Correlations between parameters can be due to hidden dependencies in the data set. To investigate whether this is the case, we conduct an inverse experiment. We choose one of the parameter sets obtained by the LM search, with an RMS = 8.38, and we denote it by θ*. By integrating the model equations with θ* we generate an exact data set at the same data points as the initial data set. To the exact data values we add errors drawn from the normal distribution with zero mean and standard deviation equal to 8.5. From the exact and the perturbed data set, we compute RMS(θ*) = 8.17. The perturbed dataset is used for the parameter estimation by means of the LM search. By constructing this inverse problem, we make sure that the assumption about the independence of the measurement errors is correct. With 40 different initial values of θ from [12] we obtain 34 parameter estimates having RMS between 7.95 and 8.25. Inspection of the corresponding V matrices shows that parameters are not determinable due to the correlations, similar to the original problem.

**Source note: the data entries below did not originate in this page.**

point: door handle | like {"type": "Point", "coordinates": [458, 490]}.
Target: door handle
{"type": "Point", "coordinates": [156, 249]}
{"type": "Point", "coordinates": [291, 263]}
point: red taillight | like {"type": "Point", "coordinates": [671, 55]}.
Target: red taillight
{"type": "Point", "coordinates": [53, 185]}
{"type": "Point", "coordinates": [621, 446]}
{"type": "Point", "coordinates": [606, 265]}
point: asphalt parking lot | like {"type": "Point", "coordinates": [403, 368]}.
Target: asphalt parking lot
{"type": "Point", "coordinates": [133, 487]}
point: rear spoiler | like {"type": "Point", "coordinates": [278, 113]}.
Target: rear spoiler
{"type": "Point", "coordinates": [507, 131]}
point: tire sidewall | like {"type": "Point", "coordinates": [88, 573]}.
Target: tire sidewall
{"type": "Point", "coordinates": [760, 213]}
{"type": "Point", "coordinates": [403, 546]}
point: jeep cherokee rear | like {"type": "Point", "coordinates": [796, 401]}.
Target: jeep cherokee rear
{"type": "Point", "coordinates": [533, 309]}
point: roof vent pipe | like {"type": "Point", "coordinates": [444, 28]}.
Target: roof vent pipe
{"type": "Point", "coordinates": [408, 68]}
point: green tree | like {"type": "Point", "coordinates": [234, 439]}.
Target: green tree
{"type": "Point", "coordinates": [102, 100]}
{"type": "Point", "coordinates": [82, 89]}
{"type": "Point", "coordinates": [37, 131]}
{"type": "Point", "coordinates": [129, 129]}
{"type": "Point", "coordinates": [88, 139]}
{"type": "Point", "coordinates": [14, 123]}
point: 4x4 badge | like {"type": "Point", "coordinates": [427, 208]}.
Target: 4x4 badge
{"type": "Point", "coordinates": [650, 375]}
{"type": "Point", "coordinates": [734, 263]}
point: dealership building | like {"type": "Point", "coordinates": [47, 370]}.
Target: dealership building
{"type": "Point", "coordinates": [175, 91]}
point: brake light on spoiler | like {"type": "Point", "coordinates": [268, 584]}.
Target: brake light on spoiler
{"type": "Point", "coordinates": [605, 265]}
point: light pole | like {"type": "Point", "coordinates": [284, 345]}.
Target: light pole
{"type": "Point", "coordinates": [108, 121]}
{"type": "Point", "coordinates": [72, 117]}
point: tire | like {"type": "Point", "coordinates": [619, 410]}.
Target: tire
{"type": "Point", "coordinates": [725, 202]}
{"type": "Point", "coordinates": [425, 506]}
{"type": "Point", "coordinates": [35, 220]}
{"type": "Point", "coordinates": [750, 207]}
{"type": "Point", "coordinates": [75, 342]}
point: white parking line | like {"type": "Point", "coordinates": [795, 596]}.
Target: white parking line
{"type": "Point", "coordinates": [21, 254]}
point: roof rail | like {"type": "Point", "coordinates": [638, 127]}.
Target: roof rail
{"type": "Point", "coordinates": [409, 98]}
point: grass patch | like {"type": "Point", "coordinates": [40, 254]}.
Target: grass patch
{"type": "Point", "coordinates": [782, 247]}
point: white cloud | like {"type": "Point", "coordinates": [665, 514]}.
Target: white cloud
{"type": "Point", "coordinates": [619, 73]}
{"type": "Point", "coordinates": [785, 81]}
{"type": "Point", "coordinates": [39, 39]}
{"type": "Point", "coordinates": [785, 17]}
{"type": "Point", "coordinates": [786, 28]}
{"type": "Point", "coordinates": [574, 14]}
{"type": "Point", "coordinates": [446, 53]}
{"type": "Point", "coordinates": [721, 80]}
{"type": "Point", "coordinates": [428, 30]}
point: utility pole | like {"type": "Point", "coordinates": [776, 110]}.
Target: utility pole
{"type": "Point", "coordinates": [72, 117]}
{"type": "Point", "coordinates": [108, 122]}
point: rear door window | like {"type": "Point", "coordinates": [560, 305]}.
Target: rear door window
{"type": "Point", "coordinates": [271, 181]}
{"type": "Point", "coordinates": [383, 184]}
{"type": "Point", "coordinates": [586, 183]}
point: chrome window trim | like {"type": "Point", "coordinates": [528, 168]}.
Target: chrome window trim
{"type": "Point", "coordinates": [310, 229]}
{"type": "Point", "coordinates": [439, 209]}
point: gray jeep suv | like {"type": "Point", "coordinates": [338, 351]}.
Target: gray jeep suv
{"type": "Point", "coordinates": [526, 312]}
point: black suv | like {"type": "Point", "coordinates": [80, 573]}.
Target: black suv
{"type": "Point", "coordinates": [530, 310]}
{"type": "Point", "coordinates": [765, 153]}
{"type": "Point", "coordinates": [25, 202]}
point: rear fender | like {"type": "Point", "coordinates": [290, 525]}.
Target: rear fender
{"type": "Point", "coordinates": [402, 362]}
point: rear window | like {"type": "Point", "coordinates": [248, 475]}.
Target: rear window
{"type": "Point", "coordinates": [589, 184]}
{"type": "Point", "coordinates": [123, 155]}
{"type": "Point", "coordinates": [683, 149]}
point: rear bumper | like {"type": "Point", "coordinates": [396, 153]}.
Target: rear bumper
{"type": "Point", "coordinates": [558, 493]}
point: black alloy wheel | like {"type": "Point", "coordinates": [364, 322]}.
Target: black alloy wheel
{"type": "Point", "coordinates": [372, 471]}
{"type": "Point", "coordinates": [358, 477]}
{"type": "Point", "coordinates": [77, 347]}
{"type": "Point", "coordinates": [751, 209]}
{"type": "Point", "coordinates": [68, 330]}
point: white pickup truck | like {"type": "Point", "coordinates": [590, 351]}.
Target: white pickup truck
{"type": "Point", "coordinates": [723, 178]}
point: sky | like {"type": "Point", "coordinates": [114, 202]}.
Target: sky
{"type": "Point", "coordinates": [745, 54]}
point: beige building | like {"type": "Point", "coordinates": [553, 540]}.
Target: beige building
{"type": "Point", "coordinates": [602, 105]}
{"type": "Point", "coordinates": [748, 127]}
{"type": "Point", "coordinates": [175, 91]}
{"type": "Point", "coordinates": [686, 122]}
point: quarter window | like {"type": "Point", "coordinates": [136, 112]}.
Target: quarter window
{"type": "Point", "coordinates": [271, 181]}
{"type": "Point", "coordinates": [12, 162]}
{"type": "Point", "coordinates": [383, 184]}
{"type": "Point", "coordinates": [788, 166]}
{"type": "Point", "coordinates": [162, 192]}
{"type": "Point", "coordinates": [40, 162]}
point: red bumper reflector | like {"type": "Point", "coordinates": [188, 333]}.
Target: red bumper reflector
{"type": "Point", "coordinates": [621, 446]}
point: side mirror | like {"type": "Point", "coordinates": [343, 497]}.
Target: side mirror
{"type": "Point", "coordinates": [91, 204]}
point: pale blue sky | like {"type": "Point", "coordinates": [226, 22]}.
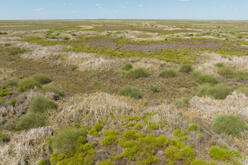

We conclude that the observed correlations between parameters are a property of the model, not of the data. Since an explicit form of the dependence of the state vector on the parameters is not known, the use of reparametrization techniques is not feasible. Note that the majority of parameters in (17) appear in the argument of the sigmoid regulation-expression function Φ. If the model (17) is used to obtain only qualitative information, such as the signs of regulatory weights, then the particular mathematical form of this function is of no importance [25]. However, it has to be studied if the choice of the sigmoid function affects the determinability of parameters.

Conclusion

In this paper we have applied the Levenberg-Marquardt (LM) optimization method to obtain a set of parameter estimates for gap gene circuit models. We then used statistical analysis to study the quality of these estimates, i.e. how well the parameters are determined with the available experimental data. Our analysis shows that none of the model parameters can be determined individually with reasonable accuracy due to correlations between parameters. Therefore, current gene circuit models cannot be used as a tool to infer quantitative regulatory weights for the gap gene network.

With this caveat in mind, however, it is still possible to draw qualitative conclusions on the regulatory topology of the gap gene network. These conclusions are weaker than, but entirely consistent with those made by only considering the values of parameter estimates [7, 8, 12, 13]. Therefore, they are also fully consistent with genetic and molecular evidence on gap gene regulation (see [7], and references therein). Our analysis allows us to determine exactly which interactions predicted by gene circuit analysis remain ambiguous. If considered in isolation, this ambiguity poses a serious problem for inferring regulatory interactions from expression data as it leaves important aspects of gap gene regulation unresolved. We show that more and better data will not necessarily improve parameter estimates. On the other hand, our results using fixed threshold parameters indicate that at least some of these ambiguous aspects can be resolved by reducing parameter correlations through fixing some parameters in the optimization. Others may disappear if more realistic models are used: for instance, models incorporating protein production delays, or reduced models incorporating cad and tll as time-variable external inputs as these genes are not regulated by gap genes themselves. Further research into parameter correlations within complex network models will be required to explore what kind of improved models or optimization constraints lead to better parameter determinability.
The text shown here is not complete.